God waited for three days to create the Sun.
God waited for three days to create the Sun.

The Hebrew calendar counts years from the time the world was created. In 2012, the world turned 5,773 years old. This number flies in the face of physics, which dates the Earth at approximately 4.5 billion years old and the universe, 10 billion years older. Is the youthful Earth something that Judaism takes seriously? Jewish beliefs about the origin of the world are confusing and often contradictory, making it impossible to pin down a definitive Jewish belief about creation.

Not One Creation Story, But Two

The Torah offers back-to-back accounts of the origin of the world which contradict each other. In the first, God creates the world in six days, finishing by making man in his own image. He rests on day seven. In the second, the world is created in one day. The first man is formed from mud, woman from his rib. Rabbis have argued over this conundrum for centuries. Medieval Rabbi Rashi reconciled the two stories by saying that the Torah is not chronological, and that the two stories were really one. Another classical rabbi, Maimonides, asserted that the Torah wasn’t meant to be taken literally, but interpreted in accordance with science.

A Proliferation of Creation Stories

God created Eve in the second Biblical creation story.
God created Eve in the second Biblical creation story.

Over the years, rabbis wrote their own interpretations of how the world was created. They debated the question of whether anything was created before the world. The Torah itself was created before the world existed, some said. Because nothing material existed, God wrote the book in white fire. Other rabbis held that God created the world out of nothing and that not even the Torah pre-existed the world. The Midrash, a collection of stories meant to explain points of the Torah, held the view that God created the world from a combination of fire and water. That was in one tale.
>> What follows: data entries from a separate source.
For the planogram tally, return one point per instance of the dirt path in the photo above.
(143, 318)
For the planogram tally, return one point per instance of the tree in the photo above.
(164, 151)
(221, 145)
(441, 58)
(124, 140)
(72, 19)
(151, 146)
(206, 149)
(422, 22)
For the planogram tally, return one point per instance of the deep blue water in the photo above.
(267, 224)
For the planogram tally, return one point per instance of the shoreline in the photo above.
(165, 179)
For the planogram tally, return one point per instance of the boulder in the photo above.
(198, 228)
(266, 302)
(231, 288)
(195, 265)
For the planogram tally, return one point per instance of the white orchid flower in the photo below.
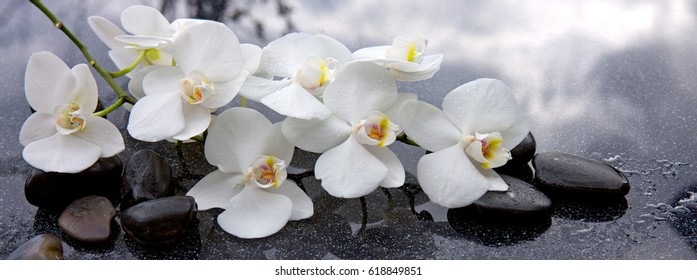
(404, 58)
(62, 135)
(354, 139)
(178, 100)
(250, 183)
(473, 133)
(305, 65)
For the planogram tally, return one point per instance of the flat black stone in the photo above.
(522, 204)
(159, 221)
(57, 190)
(147, 176)
(88, 219)
(564, 174)
(42, 247)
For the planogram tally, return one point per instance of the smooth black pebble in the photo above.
(147, 176)
(42, 247)
(564, 174)
(159, 221)
(57, 190)
(88, 219)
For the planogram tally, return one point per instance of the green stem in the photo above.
(405, 139)
(102, 72)
(130, 67)
(111, 108)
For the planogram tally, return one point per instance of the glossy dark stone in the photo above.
(88, 219)
(159, 221)
(564, 174)
(57, 190)
(522, 203)
(147, 176)
(42, 247)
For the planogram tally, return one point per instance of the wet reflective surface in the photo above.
(608, 80)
In another, God wore a garment of light as he created the world from snow gathered beneath his throne.

Other Puzzles in Jewish Creation Beliefs

The most glaring paradox is God's creation of light. God’s first act on the first day is to create light. But God does not create the sun and stars until the fourth day. So where does the light come from? One rabbinical explanation: the original light was a special kind of light. God kept it hidden from the corruption of the world. Then there is the problem of God’s name. In the two creation stories, God has two different names. While rabbis have explained the second as a “completion” of the first, Biblical historians think that the discrepancy is one of many indications that the Torah is not the work of one author but many, whose writings were compiled into one book.

Jewish Belief and “Creationism”

“Creationism” is the belief that modern science has it all wrong. The Bible tells the true story of creation. Without a single Jewish doctrine on what the Bible actually says, creationism is uncommon among Jews. Some ultra-Orthodox Jews reject scientific explanations, sticking to the belief that the Torah explains it all, though they argue over what that explanation is. But even some Jewish thinkers who reject creationism endeavor to reconcile the Bible and science. They finesse the Biblical timeline to fit a scientific chronology. God’s time moves far more slowly than Earth time. The seven “days” of creation are actually 15 billion Earth years. Then there is Maimonides' view, popular with Jewish thinkers today: The Bible is allegory, not fact. The Torah is full of truth, but not scientific fact. Its truth is spiritual.